1145E Xanto da’ cadaveri impedito
Sboccò ne’ campi, e deviò dal mare.
Era quel giorno Enea d’Achille a fronte.
Nè dii nè forze avea ch’a lui del pari
Stessero incontro. Io fui che ne la nube
1150Allor l’ascosi; io che di man nèl trassi,
Quando più d’atterrar avea desio
Quelle mura odïose e disleali,
Che pur de le mie mani eran fattura.
Or ti conforta che vèr lui son io
1155Qual fui mai sempre, e, come agogni, il porto
Attingerà sicuramente; e ’l lago
Vedrà d’Averno, e de’ suoi tutti un solo
Gli mancherà. Sol un convien che pèra
Per condur gli altri suoi lieti e sicuri.

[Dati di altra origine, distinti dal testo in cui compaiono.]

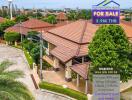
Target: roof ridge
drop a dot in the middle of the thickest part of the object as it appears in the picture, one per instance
(81, 39)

     1160Poichè di Citerea la mente queta
Ebbe de l’onde il padre, i suoi cavalli
Giunti insieme e frenati, a lente briglie
Sovra de l’alto suo ceruleo carro
Abbandonossi, e lievemente scórse
1165Per lo mar tutto. S’adeguaron l’onde,
Si dileguâr le nubi: ovunque apparve,
Tutto sgombrossi, del suo corso al suono,
Ch’avea di torbo il ciel, di gonfio il mare.